そうやってチーム力を育んできたのが栃木だった。
ジェッツとの試合後、キャプテンの田臥は以下のように証言した。
「今回だけではなくて、ずっと前から……例えば、昨シーズン優勝したチームでも出来なかったときがあった。そういう映像をミーティングで見せられていたことで、だんだんできるようになっていった。だからこそチームを作り上げていけたんです」
そして、こう続けた。
「今までいたメンバーは映像を見せられて、またわかったことがある。新しく来たメンバーには、強いチームを作っていくためには、小さくて細かい部分をどれだけできるかが必要なんだよ、というのを改めて感じてくれたと思う。そういうことがみんなで自然と出来るようになれば気持ちが1つになると思います」
昨季ファイナルでも最後まで執念を見せ続けた。
指導者が何度も“チームに大事なのは守備です。大切なのは団結心です”と繰り返しても、チームに浸透しないケースは多々ある。だからこそ団結力を育むために、具体的な策を打つ。そして、それがおざなりに見えるならば、何度でもその作業を繰り返していく。昨シーズンのファイナルでは田臥が、現在はリハビリ中のジェフ・ギブスが試合の最終盤までルーズボールに飛び込むようなシーンが見られた。そこには確かな方法論が存在していたからだ。
チャンピオンシップの準々決勝でも、最大22点差をつけられながら、クォーターごとに目安となる点差を設定して、少しずつ点差を縮めて、最後には逆転したのも有名な話だ。
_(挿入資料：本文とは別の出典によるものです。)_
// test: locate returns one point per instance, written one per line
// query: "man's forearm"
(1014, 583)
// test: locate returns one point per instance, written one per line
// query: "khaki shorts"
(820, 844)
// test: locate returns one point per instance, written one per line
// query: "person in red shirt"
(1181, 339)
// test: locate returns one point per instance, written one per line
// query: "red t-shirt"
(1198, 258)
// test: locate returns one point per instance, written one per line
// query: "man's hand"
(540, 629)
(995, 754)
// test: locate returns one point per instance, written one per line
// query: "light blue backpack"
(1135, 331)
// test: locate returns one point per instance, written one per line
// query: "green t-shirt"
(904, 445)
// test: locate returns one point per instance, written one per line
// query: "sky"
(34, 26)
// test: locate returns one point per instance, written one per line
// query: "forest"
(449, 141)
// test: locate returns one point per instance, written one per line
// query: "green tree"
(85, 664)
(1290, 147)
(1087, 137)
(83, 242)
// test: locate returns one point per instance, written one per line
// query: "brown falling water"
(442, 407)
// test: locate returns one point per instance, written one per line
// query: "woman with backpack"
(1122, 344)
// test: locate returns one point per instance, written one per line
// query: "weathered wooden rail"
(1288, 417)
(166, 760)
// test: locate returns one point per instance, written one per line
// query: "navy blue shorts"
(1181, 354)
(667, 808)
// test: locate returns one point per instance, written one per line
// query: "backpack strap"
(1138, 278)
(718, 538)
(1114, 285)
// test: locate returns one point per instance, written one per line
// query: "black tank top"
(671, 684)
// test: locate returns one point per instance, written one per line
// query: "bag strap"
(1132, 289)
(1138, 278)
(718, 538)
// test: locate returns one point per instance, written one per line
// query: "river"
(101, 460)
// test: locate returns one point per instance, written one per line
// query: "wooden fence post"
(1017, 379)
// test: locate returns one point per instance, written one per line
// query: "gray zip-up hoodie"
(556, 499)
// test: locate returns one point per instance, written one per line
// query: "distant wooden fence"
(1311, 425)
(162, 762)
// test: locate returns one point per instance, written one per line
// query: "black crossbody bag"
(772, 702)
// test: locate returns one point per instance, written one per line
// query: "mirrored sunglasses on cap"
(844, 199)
彼らは決して最先端のバスケットボールを探求しているわけではない。しかし、バスケットボールのみならずスポーツ界、あるいは一般社会の組織にまで参考になるような本質を追求しているのだろう。
昨シーズンまでチームを率いたトーマス・ウィスマンHCから長谷川HCに体制が変わったことで、取り組み方も変化していた。その過程で失われかけたものを、安齋HC代行は取り戻そうとしている。多くのメンバーが入れ替わったとはいえ彼らがまとまれば、優勝候補であるジェッツを倒せたのは収穫だろう。